You need smart people who are able to verify the track record of GPs and make sure they're delivering what they promised to deliver and have proper alignment of interests.

That's what Larry Fink is doing at BlackRock, hiring smart people who can execute and gather assets from institutional investors who need help improving or ramping up their private equity portfolio (like sovereign wealth funds).
So, good times for private equity? Absolutely, the industry is growing and is in great shape but there are many concerns that will test it over the coming years.

One thing I would like to make clear here is private equity remains a great asset class, one that will continue generating important added value for pensions and other investors, but it's also important to recognize that no matter what, private equity's fortunes are intricately tied to those of public markets.

Importantly, if there is a profound dislocation in public markets, it will have an effect on private equity, now more than ever since PE giants are increasingly taking public companies private. The only difference is private equity isn't marked-to-market, something which the Oracle of Omaha referenced over the weekend as he explained Berkshire's losses:




Warren Buffett has made enormous returns in private equity, holding companies for an extended period, far longer than most PE funds hold them.

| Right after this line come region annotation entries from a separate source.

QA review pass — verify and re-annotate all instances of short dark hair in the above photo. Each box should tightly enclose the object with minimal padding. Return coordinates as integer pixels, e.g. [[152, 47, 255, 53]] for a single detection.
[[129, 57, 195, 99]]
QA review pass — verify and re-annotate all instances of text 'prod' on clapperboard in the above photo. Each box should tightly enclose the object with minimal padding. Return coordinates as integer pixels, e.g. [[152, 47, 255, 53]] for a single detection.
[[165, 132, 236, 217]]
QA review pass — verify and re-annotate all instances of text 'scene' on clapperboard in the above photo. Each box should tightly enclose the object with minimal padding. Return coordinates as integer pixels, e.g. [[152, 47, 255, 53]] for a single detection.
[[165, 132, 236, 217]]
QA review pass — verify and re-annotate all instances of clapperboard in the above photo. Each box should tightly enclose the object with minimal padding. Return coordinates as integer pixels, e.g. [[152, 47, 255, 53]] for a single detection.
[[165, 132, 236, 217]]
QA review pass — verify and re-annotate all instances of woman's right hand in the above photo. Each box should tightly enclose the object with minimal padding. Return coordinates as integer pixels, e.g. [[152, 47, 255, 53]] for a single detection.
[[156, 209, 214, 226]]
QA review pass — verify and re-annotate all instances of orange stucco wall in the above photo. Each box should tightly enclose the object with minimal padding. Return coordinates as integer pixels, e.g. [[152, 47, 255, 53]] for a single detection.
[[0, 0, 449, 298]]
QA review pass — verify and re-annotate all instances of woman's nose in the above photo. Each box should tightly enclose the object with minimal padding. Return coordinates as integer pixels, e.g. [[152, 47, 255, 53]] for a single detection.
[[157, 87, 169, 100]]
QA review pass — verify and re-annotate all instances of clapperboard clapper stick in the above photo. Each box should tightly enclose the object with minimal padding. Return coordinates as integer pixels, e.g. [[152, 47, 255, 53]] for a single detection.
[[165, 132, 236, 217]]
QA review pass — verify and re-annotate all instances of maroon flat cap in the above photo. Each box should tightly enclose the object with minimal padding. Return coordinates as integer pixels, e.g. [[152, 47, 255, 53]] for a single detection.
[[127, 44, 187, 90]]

It's a bit surprising to hear him lament over accounting rules which are designed to provide more transparency in pricing across all his holdings.

Anyway, if you have any thoughts on this comment, feel free to reach out to me at LKolivakis@gmail.com. I will be happy to post your thoughts.

Below, Leon Black, CEO of Apollo Global Management, breaks down successful private equity investing. This clip was from the 2016 Milken Insitute Conference. I actually embedded the entire panel discussion with industry titans from two years ago as it was excellent.

Lastly, Bloomberg reports that KKR & Co. will convert to a corporation from a partnership, seeking to capitalize on tax reforms enacted by the Trump administration and win more mutual fund and ETF investors.

KKR's shares (KKR) surged following the announcement but I remain neutral to bearish on all publicly listed US private equity firms. In my opinion, there will be better opportunities to buy them in the future (however, some have great dividends that offer attractive yields to income investors).